Die Führerin betonte, dass es etwas anderes als einfach ein Spaziergang sei, sich auf ein Waldbaden vorzubereiten. „Die Japaner sagen, dass es am besten ist, für zwei Stunden in den Wald zu gehen. Danach ist die positive Wirkung auf Körper und Geist die ganze Woche über spürbar. Wenn man zwei Tage lang zweimal täglich zwei Stunden lang im Wald spazieren geht, ist die Wirkung auf den Körper einen Monat lang spürbar“, sagte die Führerin.
Laut L. Monkevičienė sollte man im Wald den Zustand des Hier und Jetzt erleben und seine abschweifenden Gedanken beruhigen. „Ich rate, die Mobiltelefone auszuschalten und in der empfohlenen Zeit nicht mehr als zwei Kilometer zu gehen. Wenn man es eilig hat, ein Ziel zu erreichen, wird das Stresshormon Cortisol ausgeschüttet“, warnte die Führerin.
Sie ermutigt, die Sinne zu aktivieren, indem man sich nach und nach auf jeden einzelnen von ihnen konzentriert. Das Gehör wird geschärft, wenn wir in die Geräusche des Waldes eintauchen – vom entferntesten bis zum nächsten. Das Tasten wird intensiviert, wenn wir die Texturen des Waldes erkunden – Rinde, Nadeln, Blätter oder Moos. Für das Auge eröffnet der Wald die fraktalen Muster der Natur, das Spiel von Licht und Schatten, eine Reihe grüner Farbtöne. Der Geruchssinn kann durch tiefes Einatmen der Waldluft aktiviert werden.
„Ich lade Sie ein, zu riechen, indem Sie Ihre Hände an den Mund halten und den Mund öffnen – dann werden Sie den Geruch in gewisser Weise schmecken.“ Der Geruch hängt eng mit dem Gedächtnis zusammen.
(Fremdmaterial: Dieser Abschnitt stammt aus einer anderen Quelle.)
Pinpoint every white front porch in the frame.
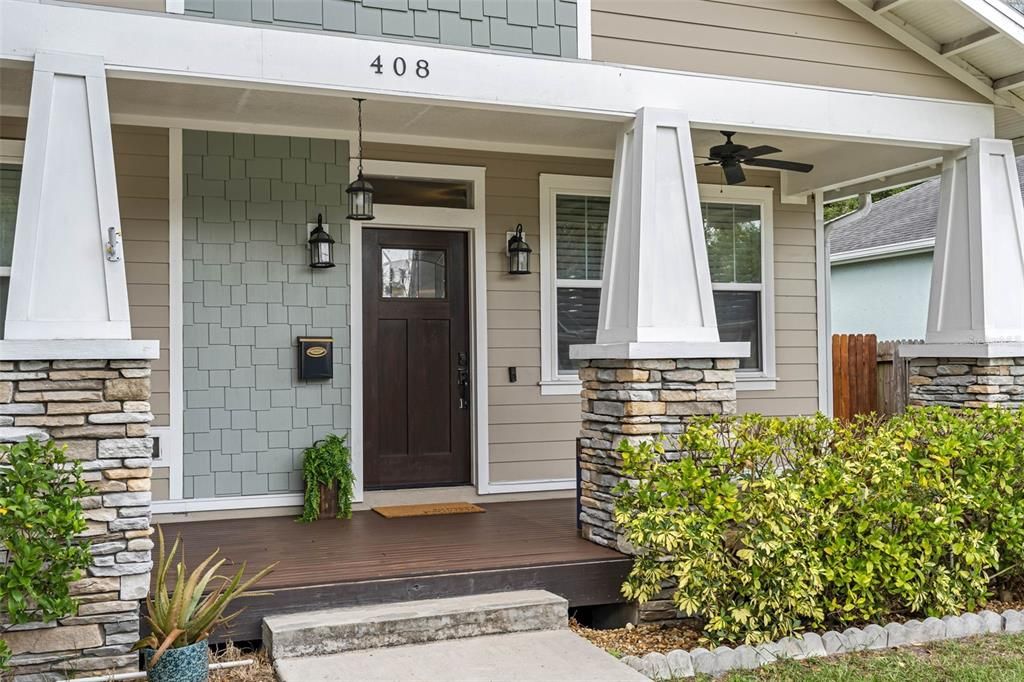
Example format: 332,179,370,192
0,0,1007,512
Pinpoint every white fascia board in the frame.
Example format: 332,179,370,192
569,341,751,359
899,341,1024,358
0,0,994,148
828,237,935,264
0,339,160,360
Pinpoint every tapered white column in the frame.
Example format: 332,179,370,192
5,53,131,341
913,139,1024,357
571,108,750,358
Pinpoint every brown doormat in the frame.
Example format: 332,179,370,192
374,502,485,518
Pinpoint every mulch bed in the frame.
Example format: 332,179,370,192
569,585,1024,656
210,643,278,682
569,621,703,656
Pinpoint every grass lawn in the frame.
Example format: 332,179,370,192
723,635,1024,682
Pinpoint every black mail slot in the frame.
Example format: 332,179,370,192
299,336,334,379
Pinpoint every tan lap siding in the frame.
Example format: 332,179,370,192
366,144,611,482
114,126,170,426
592,0,983,101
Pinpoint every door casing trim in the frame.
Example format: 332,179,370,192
348,158,489,502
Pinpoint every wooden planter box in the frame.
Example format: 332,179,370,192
319,481,338,518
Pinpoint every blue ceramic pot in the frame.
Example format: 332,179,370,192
142,640,210,682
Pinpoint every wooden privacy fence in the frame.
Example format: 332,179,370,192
833,334,922,419
833,334,879,419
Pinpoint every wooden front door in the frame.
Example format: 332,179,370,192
362,229,472,489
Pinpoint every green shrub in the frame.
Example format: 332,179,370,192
299,433,355,523
0,438,93,669
615,408,1024,643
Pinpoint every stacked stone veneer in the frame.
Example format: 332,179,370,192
0,360,153,681
580,359,739,553
908,357,1024,408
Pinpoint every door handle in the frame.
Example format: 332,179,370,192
456,353,469,410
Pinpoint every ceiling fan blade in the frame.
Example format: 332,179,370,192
736,144,782,159
722,164,746,184
743,159,814,173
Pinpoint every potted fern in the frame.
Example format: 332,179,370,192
133,526,276,682
299,433,355,523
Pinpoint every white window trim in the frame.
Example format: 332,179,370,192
540,173,777,395
540,173,611,395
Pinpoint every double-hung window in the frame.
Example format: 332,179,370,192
0,139,24,339
541,175,775,394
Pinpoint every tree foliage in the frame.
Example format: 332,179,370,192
824,183,919,222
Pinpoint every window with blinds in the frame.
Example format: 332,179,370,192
554,194,610,375
545,190,771,380
700,202,765,370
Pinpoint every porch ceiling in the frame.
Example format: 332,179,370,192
0,62,950,197
839,0,1024,150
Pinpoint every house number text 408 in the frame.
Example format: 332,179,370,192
370,54,430,78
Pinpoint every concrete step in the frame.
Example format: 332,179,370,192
274,630,650,682
263,590,568,659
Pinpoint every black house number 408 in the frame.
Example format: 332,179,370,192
370,54,430,78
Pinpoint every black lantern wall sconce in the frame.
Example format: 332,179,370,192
508,222,534,274
309,213,334,268
345,99,374,220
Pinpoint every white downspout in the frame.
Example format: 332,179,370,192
814,191,871,417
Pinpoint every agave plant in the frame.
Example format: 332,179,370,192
134,526,278,668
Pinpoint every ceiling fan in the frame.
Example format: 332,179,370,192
700,130,814,184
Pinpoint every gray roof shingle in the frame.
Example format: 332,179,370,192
828,156,1024,254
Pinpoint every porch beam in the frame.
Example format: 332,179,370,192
992,71,1024,92
871,0,913,13
0,0,994,150
939,27,999,57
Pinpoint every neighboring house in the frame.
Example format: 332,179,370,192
828,157,1024,340
0,0,1024,666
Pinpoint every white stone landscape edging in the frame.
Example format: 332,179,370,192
622,609,1024,680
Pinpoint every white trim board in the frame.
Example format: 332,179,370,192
167,128,185,500
814,191,833,417
828,237,935,264
0,0,994,148
0,339,160,360
577,0,594,59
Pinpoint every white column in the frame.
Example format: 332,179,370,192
6,52,131,341
908,139,1024,357
571,108,750,359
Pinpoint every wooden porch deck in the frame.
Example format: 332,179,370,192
157,500,631,641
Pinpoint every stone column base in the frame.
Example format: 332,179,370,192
580,358,739,554
907,357,1024,408
0,359,153,681
580,358,739,622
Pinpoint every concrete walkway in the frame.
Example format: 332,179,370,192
275,630,649,682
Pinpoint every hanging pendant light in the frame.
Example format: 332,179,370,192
345,98,374,220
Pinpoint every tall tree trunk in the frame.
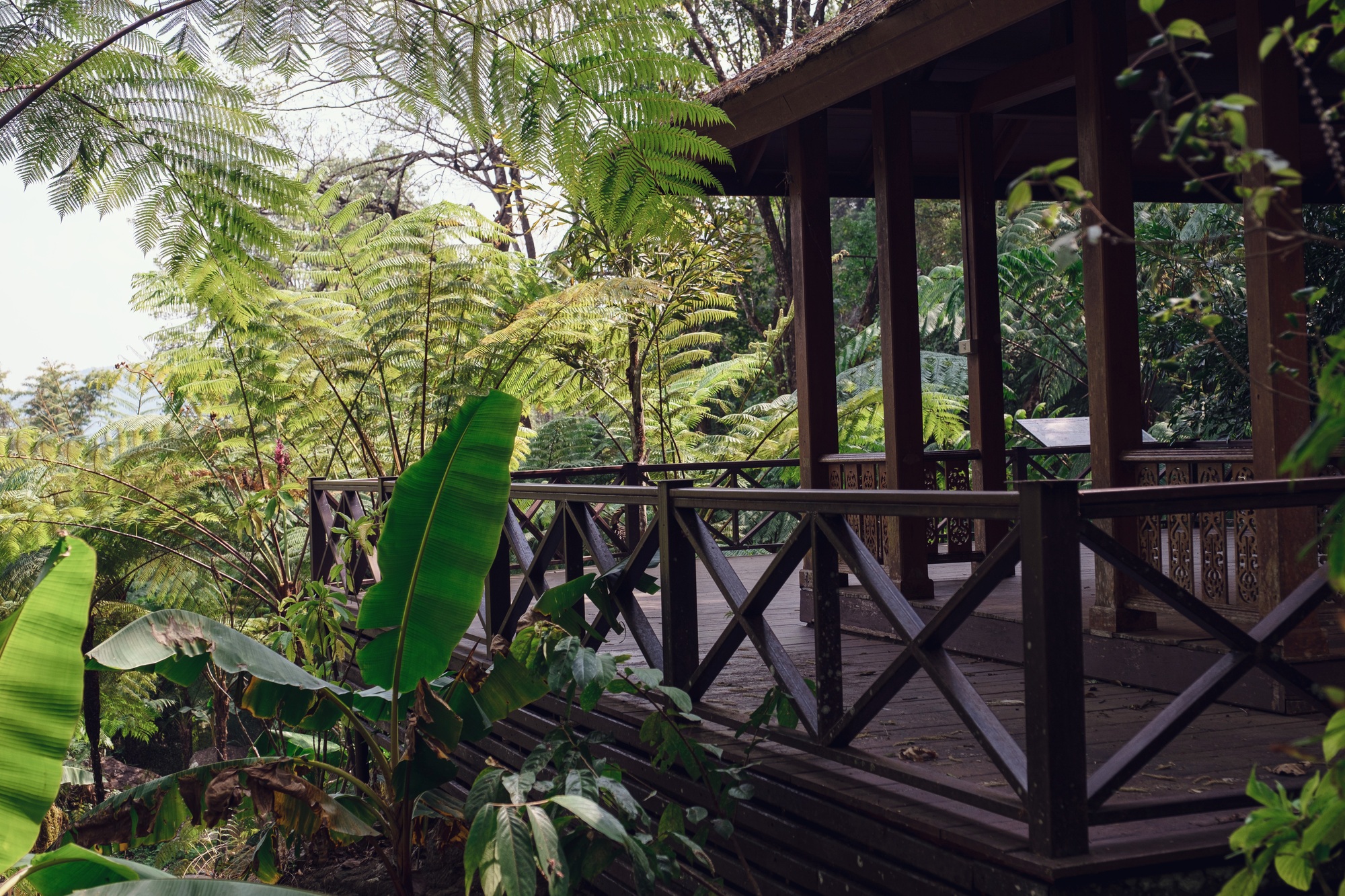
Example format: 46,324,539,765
625,321,646,464
82,610,108,803
756,196,799,391
510,168,537,258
Die Düfte wecken sehr tiefe, vergessene Erinnerungen, sagte L. Monkevičienė. - Außerdem wird beim Riechen das Bakterium Mycobacterium vaccae eingeatmet. Es ist bewiesen, dass dieses Bakterium ein großartiger Stimmungsaufheller ist.“
Wenn Sie zum Waldbaden auf der Kurischen Nehrung bereit sind, haben Sie keine Angst davor, sich zu verirren – es gibt viele Wege und Pfade, die kreuz und quer durch die Wälder führen. Sie führen durch die schönsten und feinsten Landschaften, daher werden die Waldforscher gebeten, respektvoll und vorsichtig zu sein – keinen Müll wegzuwerfen, kein Moos zu zertrampeln, auf keinen Fall Feuer an Orten zu machen, die nicht dafür vorgesehen sind, sich nicht zu den begegneten Tieren nähern und sie nicht zu erschrecken.